In time, Joe would spawn his own empire. In the years immediately before his death in 2000, he became embroiled in the Flood tribunal over what was ruled to be a bribe that his company JMSE paid to Ray Burke.
The post-war years made John Murphy. He specialised in clearing up the city in the wake of the bombing. From there, he branched out into cabling and electrification across the UK. His companies quickly became a magnet for Irish immigrants. The environment in the booming construction business was often brutal. Only the fittest and the most ruthless survived and prospered. Murphy surrounded himself with Irishmen, and particularly men from south Kerry, such as Elephant John O'Donoghue. They weren't shy men.
On an entrepreneurial level, he kept diversifying into other areas such as roads and water. By then, he was married with two sons, John and Bernard. The company was renamed J Murphy & Sons. The Green Murphy vans became as much a part of the London cityscape as red postboxes and black taxis.
On Thursday morning, the requiem mass began with Canon Crean giving a little talk on the church, a structure that towers over the town, and is the only church in Christendom named after a lay person, local boy made good, Daniel O'Connell. Ironically, it was said that you couldn't throw a stone in Ireland without hitting an offspring of the Liberator. Neither could you throw a stone in south Kerry without hitting somebody who had worked for Murphy. You might have to throw harder the further north you went, but there was still a good chance of hitting a Murphy man anywhere in the county.
They came from all around for his funeral mass, swelling the ranks of the exiles who had arrived in town. Chief mourners were his surviving son from his first marriage, Bernard, and his second family, started in his 70s after the death of his first wife. They included wife Kathy, and his son and daughter, 26-year-old Caroline and 24-year-old James.
The 1970s brought trouble to Murphy. The inland revenue launched a major investigation into tax evasion in the construction industry and the Murphy group was implicated. Two directors and the company secretary were jailed for three years. He also lost control of the group for a while, but then regained it. Later, there was conflict with his elder son John, who launched a court action against him. Through it all, Murphy kept the head down, expanding all the time. In his 70s and into his 80s, he was liable to turn up on any site at 6.30am, more often than not in the company of O'Donoghue.
In March 1992, he received a phone call from British prime minister John Major. The IRA had just blown the heart out of London's financial district. Major was advised there was only one man who could put it back together again. Fifty years after he had cleaned up after the Luftwaffe, he was doing the same in the wake of another bombing campaign.

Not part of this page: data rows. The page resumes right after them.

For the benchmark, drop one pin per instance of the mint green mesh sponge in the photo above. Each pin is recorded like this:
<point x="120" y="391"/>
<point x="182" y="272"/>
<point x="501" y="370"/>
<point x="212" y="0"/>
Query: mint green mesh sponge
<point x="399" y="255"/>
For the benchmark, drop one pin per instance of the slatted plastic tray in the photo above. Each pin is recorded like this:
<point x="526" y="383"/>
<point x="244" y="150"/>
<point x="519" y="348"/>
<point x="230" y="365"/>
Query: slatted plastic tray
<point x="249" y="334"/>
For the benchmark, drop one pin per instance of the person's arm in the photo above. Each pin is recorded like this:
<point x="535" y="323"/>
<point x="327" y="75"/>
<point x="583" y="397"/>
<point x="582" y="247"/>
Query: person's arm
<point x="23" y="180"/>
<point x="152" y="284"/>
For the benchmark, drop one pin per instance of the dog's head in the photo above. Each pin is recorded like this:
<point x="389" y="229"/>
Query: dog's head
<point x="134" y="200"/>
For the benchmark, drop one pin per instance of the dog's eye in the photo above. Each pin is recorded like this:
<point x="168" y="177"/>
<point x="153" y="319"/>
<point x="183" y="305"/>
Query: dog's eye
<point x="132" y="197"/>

J Murphy & Sons was involved in the cross-channel rail link that decade, and currently it is one of the main contractors for the Olympic infrastructure in London. In 2001, the man who had started out as an illiterate teenager joined writers and academics in UCC when he was presented with an honorary doctorate in engineering. Latterly, the baton has been passed on. Somewhat ironically, it is daughter Caroline who is now vice president of J Murphy & Sons.
At the conclusion of Thursday's funeral mass, company director James O'Callaghan paid one of the tributes.
"Mr John Murphy, pioneer, entrepreneur, philanthropist, legend in his own lifetime, affectionately known as the boss, may you rest in peace," he said.
They followed his coffin out of town, over the bridge and up a hill to the graveyard, led by a lone piper. He was put into the ground just across the road from where his friend O'Donoghue was buried 10 years ago.
The graves lie in a place called Killovarnogue. Above it is the mountain, below, the flowing waters of the River Fertha. It is a quiet place, where often the only sound is the lazy call of the birds. It's a long, long way from there to the cauldron in which Britain was built in the middle decades of the last century.